Radiologically, siderosis presents as centrilobular opacities on HRCT with a uniform distribution throughout the lung fields with no conglomeration. Centrilobular opacities on HRCT lung can be divided into two types according to size.6 The larger ones are seen as sharply demarcated, rounded nodules and these correspond to the q and r types of pneumoconiosis (box 2) seen on the chest radiograph.7 The smaller ones, more frequent in number, are seen as relatively ill defined nodular or branching opacities, a few closely spaced dots, or areas of low attenuation on HRCT and represent radiographic type p pneumoconiosis. The nodules are present diffusely and bilaterally, but with upper lobe and posterior predominance.
Box 2: International Labor Office classification of radiographs of pneumoconiosis7
Round opacities are classified according to size as: p, q, or r (p, up to 1.5 mm in diameter; q, 1.5 ∼ 3 mm; r, 3 ∼ 10 mm).
Irregular opacities are classified as: s, t, and u (fine, medium, or coarse respectively).
Combination of round and irregular as: x, y, and z.
Siderosis, baritosis, and stannosis are types of benign pneumoconiosis with radiographic dense opacities.
Siderosis, also called welder’s lung, buffer’s lung, or silver polisher’s lung is the most common type.
Usually asymptomatic, respiratory symptoms may be present in smokers or if there is concurrent exposure to silica or asbestos.

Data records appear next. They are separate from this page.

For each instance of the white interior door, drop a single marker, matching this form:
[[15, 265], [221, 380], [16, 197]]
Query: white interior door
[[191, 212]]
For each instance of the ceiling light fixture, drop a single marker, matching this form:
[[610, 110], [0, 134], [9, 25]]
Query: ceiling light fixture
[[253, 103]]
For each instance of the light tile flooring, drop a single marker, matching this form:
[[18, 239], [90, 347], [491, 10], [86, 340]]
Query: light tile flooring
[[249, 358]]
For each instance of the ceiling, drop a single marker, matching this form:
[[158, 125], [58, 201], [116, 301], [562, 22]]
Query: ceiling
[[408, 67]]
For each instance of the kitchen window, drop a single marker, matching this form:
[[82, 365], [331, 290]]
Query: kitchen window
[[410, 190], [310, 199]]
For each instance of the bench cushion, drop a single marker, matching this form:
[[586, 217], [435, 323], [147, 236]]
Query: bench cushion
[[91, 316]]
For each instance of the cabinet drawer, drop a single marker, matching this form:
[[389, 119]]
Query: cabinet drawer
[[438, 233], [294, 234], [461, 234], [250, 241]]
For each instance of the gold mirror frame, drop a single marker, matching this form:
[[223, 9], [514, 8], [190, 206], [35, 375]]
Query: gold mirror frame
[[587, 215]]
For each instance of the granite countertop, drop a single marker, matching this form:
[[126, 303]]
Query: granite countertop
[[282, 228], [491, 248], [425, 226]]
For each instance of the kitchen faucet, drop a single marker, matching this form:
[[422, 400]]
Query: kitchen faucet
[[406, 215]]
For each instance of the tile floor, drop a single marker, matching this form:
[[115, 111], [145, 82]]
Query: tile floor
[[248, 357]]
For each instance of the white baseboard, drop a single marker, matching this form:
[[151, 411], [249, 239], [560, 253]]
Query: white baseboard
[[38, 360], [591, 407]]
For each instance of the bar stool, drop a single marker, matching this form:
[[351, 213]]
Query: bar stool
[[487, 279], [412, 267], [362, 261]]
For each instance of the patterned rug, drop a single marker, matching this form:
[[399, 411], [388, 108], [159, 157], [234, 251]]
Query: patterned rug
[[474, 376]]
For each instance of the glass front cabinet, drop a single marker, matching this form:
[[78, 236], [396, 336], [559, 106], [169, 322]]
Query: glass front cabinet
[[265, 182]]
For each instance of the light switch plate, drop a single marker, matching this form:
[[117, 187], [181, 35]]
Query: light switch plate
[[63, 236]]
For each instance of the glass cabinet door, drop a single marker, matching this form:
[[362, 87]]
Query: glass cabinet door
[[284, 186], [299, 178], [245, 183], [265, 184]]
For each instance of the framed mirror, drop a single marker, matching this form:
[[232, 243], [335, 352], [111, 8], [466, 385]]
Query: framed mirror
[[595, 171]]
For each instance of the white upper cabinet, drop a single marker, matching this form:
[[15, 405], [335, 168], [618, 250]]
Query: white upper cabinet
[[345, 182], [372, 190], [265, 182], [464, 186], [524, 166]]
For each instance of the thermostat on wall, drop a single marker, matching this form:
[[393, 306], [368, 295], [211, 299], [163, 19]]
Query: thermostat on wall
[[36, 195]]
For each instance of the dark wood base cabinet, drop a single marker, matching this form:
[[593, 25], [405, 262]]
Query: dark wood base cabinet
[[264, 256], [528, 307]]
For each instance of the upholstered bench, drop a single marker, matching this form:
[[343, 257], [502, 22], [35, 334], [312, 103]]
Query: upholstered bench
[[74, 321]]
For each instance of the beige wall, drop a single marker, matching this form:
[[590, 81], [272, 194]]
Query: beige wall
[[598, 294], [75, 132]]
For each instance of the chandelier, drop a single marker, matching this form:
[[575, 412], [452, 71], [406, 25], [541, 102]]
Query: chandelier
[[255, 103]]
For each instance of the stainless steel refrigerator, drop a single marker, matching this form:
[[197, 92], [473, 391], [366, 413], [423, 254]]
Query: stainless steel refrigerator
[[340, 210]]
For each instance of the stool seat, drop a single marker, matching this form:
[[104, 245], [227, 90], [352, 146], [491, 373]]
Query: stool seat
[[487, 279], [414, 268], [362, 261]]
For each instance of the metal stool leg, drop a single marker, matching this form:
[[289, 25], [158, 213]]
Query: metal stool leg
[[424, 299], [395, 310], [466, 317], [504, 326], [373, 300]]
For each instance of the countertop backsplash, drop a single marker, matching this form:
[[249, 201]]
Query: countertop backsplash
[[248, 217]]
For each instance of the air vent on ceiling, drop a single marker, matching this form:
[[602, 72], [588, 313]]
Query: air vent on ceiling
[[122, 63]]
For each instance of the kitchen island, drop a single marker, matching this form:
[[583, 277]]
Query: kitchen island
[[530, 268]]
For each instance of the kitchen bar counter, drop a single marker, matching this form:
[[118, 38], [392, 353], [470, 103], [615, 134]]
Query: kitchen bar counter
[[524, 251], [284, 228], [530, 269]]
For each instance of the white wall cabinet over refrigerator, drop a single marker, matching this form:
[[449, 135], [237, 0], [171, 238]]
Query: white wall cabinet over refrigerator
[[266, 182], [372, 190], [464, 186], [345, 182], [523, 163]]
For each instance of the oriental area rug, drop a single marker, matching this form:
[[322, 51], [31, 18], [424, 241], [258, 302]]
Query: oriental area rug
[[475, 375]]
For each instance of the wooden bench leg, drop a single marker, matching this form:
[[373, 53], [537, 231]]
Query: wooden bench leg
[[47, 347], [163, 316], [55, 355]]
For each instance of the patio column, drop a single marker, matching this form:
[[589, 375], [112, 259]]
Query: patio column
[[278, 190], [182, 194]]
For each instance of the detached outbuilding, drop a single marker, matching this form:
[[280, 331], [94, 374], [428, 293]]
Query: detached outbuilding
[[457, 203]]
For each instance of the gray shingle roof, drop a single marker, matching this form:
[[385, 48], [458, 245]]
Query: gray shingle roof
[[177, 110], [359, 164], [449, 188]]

Centrilobular nodules with diffuse distribution are seen on a HRCT lung scan.
Diagnosis is made on radiological features and occupational exposure.
The differential diagnosis of centrilobular opacities on HRCT lung includes miliary tuberculosis, pneumoconiosis, metastases, sarcoidosis, hypersensitivity pneumonitis, panbronchiolitis, and respiratory bronchiolitis-interstitial lung disease. Some radiographic features are characteristic of the underlying disorder. In miliary tuberculosis, the size of nodules is relatively uniform throughout the lungs. In haematogenous metastases, the metastatic nodules are usually smooth, well defined, and round in shape. They are usually variable in size and do not show ill defined, fine centrilobular nodular or branching opacities. A classical perilymphatic distribution of the nodules is seen in conditions like silicosis, sarcoidosis, lymphangitic metastases, and amyloidosis.
Patients with siderosis require no treatment and the radiological changes of siderosis may regress after cessation of exposure.3 The diagnosis of siderosis should be considered in relevant occupations with characteristic radiological abnormalities and absence of respiratory symptoms.